“I liked having some time to myself.
Our family was such a close one, you could get smothered. Of course, we didn't
always agree with one another. Sometimes I quarreled with my brother and
sisters, but I couldn't remember hating anyone for more than five minutes.”
― Gloria Whelan
― Gloria Whelan
I
keep saying I am going to make a scrapbook of the family photographs. I have a
box full of them, and a Ziploc bag with more, and then there are the thousands
that are on the computer, and the hundreds at my mother’s house that,
miraculously, survived the fire. I have every intention of organizing them,
creating slideshows, making some kind of order from the chaos.
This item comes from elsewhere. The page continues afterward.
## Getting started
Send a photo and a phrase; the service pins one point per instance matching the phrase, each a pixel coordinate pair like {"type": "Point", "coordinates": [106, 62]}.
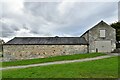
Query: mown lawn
{"type": "Point", "coordinates": [51, 59]}
{"type": "Point", "coordinates": [104, 68]}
This summer, I
actually have time to do these things, but then I get lost in just looking at the
pictures and somehow manage to waste the hours that I should spend putting them
together. I don’t know; maybe it’s better that way. Each photo is a story in
itself.
The
picture I have in front of me now is one of the five of us children sitting on
the pier at my uncle’s house by the lake. It was somewhere near Valdosta,
Georgia, down one of many dirt roads that existed in that area at the time.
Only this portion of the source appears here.